O que se desloca

Conto de João Filho
João Filho, autor de “Um sol de bolso”
01/11/2005

Para Nelson Provazi

Por mais que se mova a irrealidade é estática. isso pode acontecer dentro do ônibus, no avança-pára dum tráfego intenso na boca da noite. dá a impressão de ser um estado aberto do mundo, mas é bolha que sonha que é uma bolha que sonha. inegavelmente sangra, se descuidada fede, qual bolha não? o ar-condicionado o irrita pelo contraste com o calor litorâneo da avenida, ele salta na muvuca do ponto com a bagagem que inconfortável ocupa-lhe as duas mãos, anda em direção à passarela e, esbarrando no contra-fluxo, começa a atravessá-la. ele pensa enquanto passa nas caras que o ligeiro foco da passagem fixa, e tem no mesmo instante nojo, raiva, dó, fé, fascínio e autocomiseração.

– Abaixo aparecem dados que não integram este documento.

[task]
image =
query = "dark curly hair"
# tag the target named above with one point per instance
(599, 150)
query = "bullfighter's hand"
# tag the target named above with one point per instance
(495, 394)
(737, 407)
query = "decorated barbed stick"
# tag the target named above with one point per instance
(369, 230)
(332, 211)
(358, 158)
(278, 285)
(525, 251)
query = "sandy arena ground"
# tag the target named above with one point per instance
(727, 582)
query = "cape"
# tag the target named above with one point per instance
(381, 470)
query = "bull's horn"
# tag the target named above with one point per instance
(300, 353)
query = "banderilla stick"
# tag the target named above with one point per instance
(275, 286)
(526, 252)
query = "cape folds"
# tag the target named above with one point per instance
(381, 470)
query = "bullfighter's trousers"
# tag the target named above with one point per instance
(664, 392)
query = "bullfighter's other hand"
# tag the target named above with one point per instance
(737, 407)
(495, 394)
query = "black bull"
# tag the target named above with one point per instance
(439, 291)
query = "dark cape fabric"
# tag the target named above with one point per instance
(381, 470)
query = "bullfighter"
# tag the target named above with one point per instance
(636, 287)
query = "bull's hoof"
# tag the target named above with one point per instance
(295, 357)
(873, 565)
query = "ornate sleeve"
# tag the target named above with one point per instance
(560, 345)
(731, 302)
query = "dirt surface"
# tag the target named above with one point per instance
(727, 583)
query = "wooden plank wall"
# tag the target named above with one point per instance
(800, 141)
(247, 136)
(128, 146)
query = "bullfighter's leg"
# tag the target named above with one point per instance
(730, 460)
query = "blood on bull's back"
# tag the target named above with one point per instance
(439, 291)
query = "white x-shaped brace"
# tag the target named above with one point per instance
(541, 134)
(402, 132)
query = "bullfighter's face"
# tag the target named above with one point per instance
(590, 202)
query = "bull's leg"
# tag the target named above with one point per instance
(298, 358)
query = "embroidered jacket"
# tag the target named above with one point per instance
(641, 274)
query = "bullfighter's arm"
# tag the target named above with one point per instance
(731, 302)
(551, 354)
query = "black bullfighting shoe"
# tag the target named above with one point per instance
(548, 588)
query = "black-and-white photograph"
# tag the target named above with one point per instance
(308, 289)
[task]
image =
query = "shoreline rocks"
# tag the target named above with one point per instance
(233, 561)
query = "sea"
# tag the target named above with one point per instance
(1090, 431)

quantas ficções que se cruzam num desdém só intervalado pelos olhares de cobiça nas cadeiras, que nem deu pra ver se eram assim tão boas. nalguns espaços da passarela mendigos cuiam seus níqueis, pastores e ambulantes apregoam, e o panfletarismo do capital. quantas ficções suspensas sobre a dupla rodovia. o vento largo no inferno sonoro, o peso da correnteza na formigância, estremece a estrutura da passarela, e esse, um dos que vão no contrafluxo, de tênis e bermuda, pressente mas não mira, evitando um fatal desequilíbrio, a maré de autos sob.

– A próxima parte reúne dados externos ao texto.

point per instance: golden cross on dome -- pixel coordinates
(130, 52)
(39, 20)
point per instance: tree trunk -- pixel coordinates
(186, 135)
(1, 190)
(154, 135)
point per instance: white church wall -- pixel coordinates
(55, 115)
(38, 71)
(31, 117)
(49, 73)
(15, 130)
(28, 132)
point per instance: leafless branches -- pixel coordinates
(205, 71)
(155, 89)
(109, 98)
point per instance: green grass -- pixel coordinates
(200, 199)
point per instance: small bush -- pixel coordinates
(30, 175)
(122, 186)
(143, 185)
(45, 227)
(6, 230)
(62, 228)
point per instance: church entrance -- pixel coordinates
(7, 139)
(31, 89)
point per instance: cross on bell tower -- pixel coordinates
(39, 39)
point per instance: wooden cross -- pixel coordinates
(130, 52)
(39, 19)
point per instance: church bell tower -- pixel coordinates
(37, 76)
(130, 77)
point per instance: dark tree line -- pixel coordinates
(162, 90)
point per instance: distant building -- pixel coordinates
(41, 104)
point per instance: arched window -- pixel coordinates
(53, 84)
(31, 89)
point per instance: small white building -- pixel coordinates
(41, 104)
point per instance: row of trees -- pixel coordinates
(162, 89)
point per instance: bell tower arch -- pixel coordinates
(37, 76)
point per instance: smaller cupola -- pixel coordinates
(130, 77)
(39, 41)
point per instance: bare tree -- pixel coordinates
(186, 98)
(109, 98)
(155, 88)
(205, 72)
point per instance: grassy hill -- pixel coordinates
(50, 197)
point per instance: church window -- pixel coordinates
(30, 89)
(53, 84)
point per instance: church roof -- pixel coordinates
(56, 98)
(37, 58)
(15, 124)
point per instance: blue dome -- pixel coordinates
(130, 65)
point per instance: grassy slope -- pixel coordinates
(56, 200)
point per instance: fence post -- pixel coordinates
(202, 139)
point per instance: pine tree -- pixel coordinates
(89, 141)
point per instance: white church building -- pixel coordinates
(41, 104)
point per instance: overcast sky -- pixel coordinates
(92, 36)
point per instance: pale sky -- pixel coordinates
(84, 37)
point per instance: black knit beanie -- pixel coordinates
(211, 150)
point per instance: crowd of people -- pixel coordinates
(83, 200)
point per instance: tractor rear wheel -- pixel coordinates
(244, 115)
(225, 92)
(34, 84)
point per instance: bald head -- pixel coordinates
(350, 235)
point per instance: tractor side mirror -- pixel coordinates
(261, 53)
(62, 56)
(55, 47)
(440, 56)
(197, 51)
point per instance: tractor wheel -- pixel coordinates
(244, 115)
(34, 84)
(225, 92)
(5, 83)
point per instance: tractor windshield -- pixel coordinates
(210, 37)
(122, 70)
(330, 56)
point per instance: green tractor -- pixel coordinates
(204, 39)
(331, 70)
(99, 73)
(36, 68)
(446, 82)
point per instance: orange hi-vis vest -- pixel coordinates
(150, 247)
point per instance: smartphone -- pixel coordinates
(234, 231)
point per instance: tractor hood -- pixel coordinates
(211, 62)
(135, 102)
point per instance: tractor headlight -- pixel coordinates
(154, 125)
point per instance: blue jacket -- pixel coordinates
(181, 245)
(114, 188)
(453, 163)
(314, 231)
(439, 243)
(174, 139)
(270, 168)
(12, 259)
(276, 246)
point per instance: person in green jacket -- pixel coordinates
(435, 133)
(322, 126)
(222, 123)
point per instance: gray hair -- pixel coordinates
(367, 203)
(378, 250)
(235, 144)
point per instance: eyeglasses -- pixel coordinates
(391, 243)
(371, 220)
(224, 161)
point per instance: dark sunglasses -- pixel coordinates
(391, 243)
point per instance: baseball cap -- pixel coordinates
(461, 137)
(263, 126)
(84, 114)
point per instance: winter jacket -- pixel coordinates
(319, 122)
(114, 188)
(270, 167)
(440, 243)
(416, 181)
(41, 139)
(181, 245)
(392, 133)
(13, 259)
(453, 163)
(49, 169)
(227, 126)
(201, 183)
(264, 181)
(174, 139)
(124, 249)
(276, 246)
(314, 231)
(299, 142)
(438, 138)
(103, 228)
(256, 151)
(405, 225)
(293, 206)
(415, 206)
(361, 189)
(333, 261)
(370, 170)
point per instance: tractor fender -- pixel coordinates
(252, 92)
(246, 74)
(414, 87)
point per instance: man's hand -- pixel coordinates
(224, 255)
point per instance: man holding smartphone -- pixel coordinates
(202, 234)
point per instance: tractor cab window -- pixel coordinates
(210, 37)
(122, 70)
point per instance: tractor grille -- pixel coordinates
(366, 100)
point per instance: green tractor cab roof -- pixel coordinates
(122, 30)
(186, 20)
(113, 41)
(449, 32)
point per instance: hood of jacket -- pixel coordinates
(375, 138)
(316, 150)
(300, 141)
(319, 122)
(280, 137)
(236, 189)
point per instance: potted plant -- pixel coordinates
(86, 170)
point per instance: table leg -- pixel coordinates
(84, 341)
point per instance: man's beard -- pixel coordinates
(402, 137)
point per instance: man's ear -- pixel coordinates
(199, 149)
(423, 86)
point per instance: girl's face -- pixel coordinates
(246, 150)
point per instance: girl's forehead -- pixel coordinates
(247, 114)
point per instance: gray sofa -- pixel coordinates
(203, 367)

no exercício da travessia se sente vivo, não que fosse um sedentário ou que sua vida tenha sido um aburguesamento enfadonho. muito menos lhe roía a nóia dos desbravadores, que são, de resto, homens que em vez de escalarem pra dentro, o fazem pra fora. tampouco a adrenalina calculada dos perigos de fim de semana. seu cismar era músculo e suor sinceramente laborados, que naquele momento buscava na cara dos passantes não bússola ou âncora, mas a irmandade pela insignificância. como em todo sistema que sonha a unidade o seu era falho, e não só por inconsistência, como por desconsolo. mas ultimamente o intuito era só esse — atravessar.

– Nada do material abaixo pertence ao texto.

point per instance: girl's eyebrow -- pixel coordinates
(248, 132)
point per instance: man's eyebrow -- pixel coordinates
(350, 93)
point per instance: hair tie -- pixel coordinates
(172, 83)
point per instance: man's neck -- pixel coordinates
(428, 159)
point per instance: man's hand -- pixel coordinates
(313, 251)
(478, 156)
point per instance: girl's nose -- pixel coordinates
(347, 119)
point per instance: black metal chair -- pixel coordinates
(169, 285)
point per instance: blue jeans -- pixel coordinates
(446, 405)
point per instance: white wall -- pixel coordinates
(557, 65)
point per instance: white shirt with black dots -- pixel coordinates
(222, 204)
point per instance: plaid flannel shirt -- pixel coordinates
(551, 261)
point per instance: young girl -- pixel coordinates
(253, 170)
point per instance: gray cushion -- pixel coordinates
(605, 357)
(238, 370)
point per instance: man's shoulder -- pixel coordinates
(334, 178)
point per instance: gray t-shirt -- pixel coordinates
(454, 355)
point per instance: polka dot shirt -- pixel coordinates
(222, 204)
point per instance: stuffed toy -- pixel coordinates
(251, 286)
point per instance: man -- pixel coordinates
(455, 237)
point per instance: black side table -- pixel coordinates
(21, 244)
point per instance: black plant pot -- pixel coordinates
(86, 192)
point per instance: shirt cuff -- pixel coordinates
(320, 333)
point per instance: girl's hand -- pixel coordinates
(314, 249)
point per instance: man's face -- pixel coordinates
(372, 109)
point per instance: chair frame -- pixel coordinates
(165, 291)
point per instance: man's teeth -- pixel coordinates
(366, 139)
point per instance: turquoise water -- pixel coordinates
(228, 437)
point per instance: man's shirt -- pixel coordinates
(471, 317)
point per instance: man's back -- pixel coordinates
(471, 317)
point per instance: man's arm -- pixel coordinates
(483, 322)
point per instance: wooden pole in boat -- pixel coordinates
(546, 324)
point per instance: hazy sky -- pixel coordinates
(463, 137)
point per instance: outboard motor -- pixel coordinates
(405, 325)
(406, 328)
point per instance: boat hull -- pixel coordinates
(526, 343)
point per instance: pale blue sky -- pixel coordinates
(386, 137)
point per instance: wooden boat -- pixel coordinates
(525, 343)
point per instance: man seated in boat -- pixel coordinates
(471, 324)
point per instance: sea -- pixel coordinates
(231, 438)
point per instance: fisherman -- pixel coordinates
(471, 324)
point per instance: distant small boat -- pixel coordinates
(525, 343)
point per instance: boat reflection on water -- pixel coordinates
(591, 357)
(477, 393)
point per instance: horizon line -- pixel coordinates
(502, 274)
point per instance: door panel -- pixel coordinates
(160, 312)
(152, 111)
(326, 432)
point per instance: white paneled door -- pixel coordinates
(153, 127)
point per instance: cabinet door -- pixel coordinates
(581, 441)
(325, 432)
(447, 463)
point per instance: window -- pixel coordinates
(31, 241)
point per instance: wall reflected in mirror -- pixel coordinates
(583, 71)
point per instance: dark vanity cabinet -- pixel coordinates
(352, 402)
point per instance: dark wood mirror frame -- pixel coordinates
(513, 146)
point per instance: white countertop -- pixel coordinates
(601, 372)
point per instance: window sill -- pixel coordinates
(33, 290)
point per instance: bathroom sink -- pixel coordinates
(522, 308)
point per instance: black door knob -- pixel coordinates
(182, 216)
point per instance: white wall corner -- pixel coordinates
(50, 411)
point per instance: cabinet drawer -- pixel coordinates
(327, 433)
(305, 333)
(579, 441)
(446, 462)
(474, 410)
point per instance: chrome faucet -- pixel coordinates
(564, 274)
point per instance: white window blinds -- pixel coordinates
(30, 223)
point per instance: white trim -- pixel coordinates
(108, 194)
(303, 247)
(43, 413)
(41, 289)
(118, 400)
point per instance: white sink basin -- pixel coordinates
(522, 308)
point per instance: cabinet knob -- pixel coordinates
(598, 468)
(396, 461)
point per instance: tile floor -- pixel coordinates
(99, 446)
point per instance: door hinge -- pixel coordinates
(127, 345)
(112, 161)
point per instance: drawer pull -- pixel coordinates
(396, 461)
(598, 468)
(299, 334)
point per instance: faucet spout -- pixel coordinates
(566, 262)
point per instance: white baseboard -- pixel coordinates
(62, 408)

não há como preencher mais nada, sua bagagem, como vimos, lhe ocupa as mãos. das hipóteses comparativas, graceja, sua idade vai a meio, que corresponde à metade da passarela. têm flashes — e se desabássemos? os matutinos, talvez até estrangeiros, noticiassem. apreensão imaginada. ele, chamemo-lo Terçol, sempre inflamado, é um centro nervoso que se desloca porque isso está em sua natureza. indo, ele procura limpar-se da vaziez que gera nulidade, a pseudopressa desrumada, o desfuturo, conforto que gera ânsia que gera tédio que gera o cansaço, não físico, de se saber cansaço. sua travessia é um s.o.s? bem, pensa profundamente, uma solar manhã de domingo desperta algumas linhas da infância que valem o universo; o translúcido desse minuto que respira em tudo. são nesgas que seu espírito e suas pernas trabalham enquanto atravessa. com toda frieza, falha, de sua lógica, ele sabe que é inegável: aquilo que apenas suspeitamos, mas é imprescindível para estarmos aqui. todo negativismo bilolado em decadência é o que ele não quer mais, nem a náusea conceitual e interesseira, nem o enfado do seu século, nem a gula pelo número, nem as filos que antecipam, planejam e executam o terror. já próximo ao desembocar nos camelôs, ele espinha-se num calafrio, pois pensa, a guerra é o que somos! o gelar-se instantâneo quase o desequilibra e ele pára, respira, descansa as bagagens no chão, pergunta as horas prum passante, certifica-se de que está atrasado, e retoma a marcha.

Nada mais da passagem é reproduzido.